Specifically, it is not a luxury to have a workplace that does not reflect the demographics of customers. Paradoxically, the quest for more diverse employees in “tech” remains a dilemma. In our region, as people remain in the workforce longer, we are not alone in seeking people who are reflective of the integral fabric of our community. That tech is now under heightened scrutiny for not being “inclusive,” the amount of inertia in our own region to figure out how to punch through our accountability is actually emphatically present. We have seen the work of Red Chair Pittsburgh, Black Tech Nation and Vibrant Pittsburgh articulate the imperative of inclusion, we also see how Carnegie Mellon has ensured that equal representation in admission in computer science has reached gender parity in this most recent class.

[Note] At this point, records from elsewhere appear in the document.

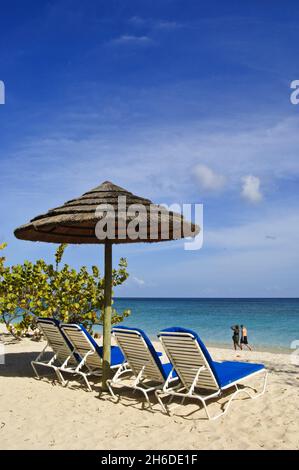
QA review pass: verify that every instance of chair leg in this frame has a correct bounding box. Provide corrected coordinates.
[155,390,169,414]
[31,361,41,380]
[106,379,117,400]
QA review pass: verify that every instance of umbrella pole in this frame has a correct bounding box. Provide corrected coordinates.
[102,242,112,391]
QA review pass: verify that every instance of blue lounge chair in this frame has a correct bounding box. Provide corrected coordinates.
[31,318,78,385]
[107,326,177,411]
[60,323,127,391]
[156,327,267,419]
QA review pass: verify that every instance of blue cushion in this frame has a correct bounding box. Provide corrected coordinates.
[158,327,264,388]
[162,362,178,379]
[214,361,265,387]
[112,326,168,380]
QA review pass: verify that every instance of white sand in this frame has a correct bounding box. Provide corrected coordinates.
[0,327,299,450]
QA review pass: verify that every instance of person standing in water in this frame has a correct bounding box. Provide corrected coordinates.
[240,325,252,351]
[231,325,242,351]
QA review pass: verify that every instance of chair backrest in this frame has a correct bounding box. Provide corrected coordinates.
[60,323,102,370]
[112,326,167,382]
[37,318,77,364]
[158,327,219,390]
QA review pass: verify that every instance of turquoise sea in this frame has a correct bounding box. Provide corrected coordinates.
[114,298,299,351]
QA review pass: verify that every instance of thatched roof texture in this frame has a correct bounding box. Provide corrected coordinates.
[15,181,199,244]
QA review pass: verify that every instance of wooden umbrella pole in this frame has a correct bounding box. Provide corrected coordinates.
[102,242,112,391]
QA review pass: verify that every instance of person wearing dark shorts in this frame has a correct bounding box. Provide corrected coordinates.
[240,325,252,351]
[231,325,242,351]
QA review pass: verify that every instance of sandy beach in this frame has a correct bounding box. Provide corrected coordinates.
[0,326,299,450]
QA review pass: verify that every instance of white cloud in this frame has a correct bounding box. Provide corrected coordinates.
[110,34,154,45]
[194,165,226,191]
[241,175,263,203]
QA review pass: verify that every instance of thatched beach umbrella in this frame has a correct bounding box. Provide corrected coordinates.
[14,181,199,389]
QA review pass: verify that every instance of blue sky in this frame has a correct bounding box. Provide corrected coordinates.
[0,0,299,297]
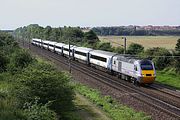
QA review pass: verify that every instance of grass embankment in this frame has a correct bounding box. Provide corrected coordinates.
[156,69,180,90]
[74,83,151,120]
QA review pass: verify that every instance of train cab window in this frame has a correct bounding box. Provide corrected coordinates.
[140,60,153,70]
[134,65,137,71]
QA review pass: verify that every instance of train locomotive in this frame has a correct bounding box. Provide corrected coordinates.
[31,38,156,84]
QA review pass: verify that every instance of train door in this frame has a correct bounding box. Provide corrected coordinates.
[118,62,122,71]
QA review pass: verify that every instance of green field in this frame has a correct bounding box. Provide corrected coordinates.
[98,36,180,49]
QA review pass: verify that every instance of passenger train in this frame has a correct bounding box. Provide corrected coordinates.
[31,38,156,84]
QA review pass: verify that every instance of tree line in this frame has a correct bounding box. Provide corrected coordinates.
[92,26,180,36]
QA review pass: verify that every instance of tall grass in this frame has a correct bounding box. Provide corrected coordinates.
[74,83,151,120]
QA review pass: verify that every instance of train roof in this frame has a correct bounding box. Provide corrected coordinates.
[74,47,93,52]
[55,43,66,47]
[32,38,41,41]
[63,45,77,49]
[90,50,117,57]
[115,54,139,63]
[49,41,57,45]
[42,40,51,43]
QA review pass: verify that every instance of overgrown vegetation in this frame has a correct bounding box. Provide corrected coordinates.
[0,32,74,120]
[74,83,151,120]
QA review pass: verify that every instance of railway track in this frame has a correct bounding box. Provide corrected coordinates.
[20,42,180,119]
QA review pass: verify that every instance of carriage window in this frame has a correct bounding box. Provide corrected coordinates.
[134,65,137,71]
[75,51,86,56]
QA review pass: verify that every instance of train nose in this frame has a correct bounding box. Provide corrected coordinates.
[141,70,156,84]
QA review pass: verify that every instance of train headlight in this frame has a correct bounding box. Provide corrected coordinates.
[141,74,146,77]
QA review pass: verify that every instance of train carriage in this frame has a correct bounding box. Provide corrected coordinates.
[42,40,50,49]
[89,50,116,70]
[112,55,156,84]
[31,38,41,46]
[63,45,77,58]
[48,42,57,52]
[74,47,93,64]
[55,43,66,55]
[31,39,156,84]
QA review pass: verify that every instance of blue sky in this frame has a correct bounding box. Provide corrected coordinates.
[0,0,180,29]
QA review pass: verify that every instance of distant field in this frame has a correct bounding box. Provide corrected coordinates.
[98,36,180,49]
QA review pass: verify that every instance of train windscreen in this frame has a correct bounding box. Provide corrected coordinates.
[140,60,153,70]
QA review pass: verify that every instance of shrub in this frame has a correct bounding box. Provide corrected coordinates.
[95,42,114,52]
[24,101,57,120]
[8,49,34,73]
[0,52,8,72]
[144,47,171,70]
[84,30,99,44]
[15,63,74,114]
[114,47,124,54]
[0,98,26,120]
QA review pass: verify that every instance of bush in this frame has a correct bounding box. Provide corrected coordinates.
[0,52,8,72]
[95,42,114,52]
[114,47,124,54]
[0,97,26,120]
[15,63,74,115]
[84,30,99,44]
[144,47,172,70]
[24,101,57,120]
[8,49,34,73]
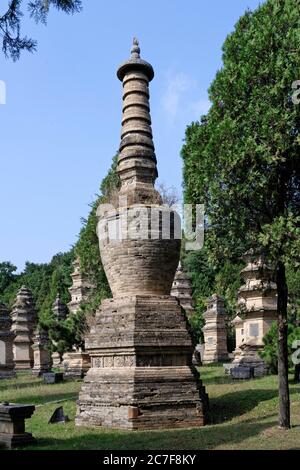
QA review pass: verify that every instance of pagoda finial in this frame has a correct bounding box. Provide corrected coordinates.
[130,37,141,59]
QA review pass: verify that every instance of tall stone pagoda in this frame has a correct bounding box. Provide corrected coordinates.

Our corporate community has its own strategies in ensuring talent attraction and retention for diverse representation in tech, both internally and externally. The leaders of our community, both public and private, are holding public conversations about our need to accelerate our performance and figure out how to solve these gaps. We have an interesting collision right now in the world of work. We are seeing: more tech and innovation changing our expectations as both consumers and employees; more transparency and hesitation about our data and privacy; greater demand on efficiency and connectedness; AND newer skills that many of us still need to acquire.

Pittsburgh has a small window of time to grab the attention of the world and be a place where people want to live. Not just work. Work can often be done anywhere. Not for all of us, but for those with skills in high demand.

The jobs we are holding today are not the jobs of tomorrow. Repetitive tasks are automated. Open work environments must be coupled with privacy. Collaboration is required for everything. Individual contributions are the sum of high-performing teams. Subject matter wizardry is valued, but it is not the means to a highly functioning team. Culture cannot be standardized; while we all seek to achieve fluid, self-driving outcomes, the fragility of imminent disruption plagues every company. Consumers look to eradicate unnecessary middle layers, hoping to save money and time. These are intense times in the workplace.

We live in a period of demand for autonomy with the fervor of connectedness. This shapes our expectations of work and non-work. How we spend our time is more fluid than ever; personal time bleeds into work. And with this fluidity and access, means that work environments and culture matter, but what tops all is place – where we live and how we live.

Pittsburgh has a small window of time to grab the attention of the world and be a place where people want to live. Not just work. Work can often be done anywhere. Not for all of us, but for those with skills in high demand. If we do not have a collective priority in being a place that represents the diverse America, then our region slips in our attraction of great talent. Therein lies our dilemma. We attract diverse people from all over the world to be educated here. If our communities do not reflect diversity, the likelihood of Pittsburgh being a place to live, is less attractive. It is the collision of our own people and those who have newer lenses that will make this a region that embraces change, welcomes the new and anchors us with those who have been here for generations.

I am excited to be living and working in Pittsburgh. Our work at the Tech Council affords us front row seats to these changes. The CIOs who are being honored are immersed in the rapid demands that this new world affords us. Check out these leaders profiled inside this issue. They may be your neighbor, your friend or a colleague. They are working to attract the next generation of people to work with them. They are building pathways for students through internships, investment in STEM programs and volunteering themselves in an array of community groups. Applaud them. They, too, are making Pittsburgh a place for people to live and work.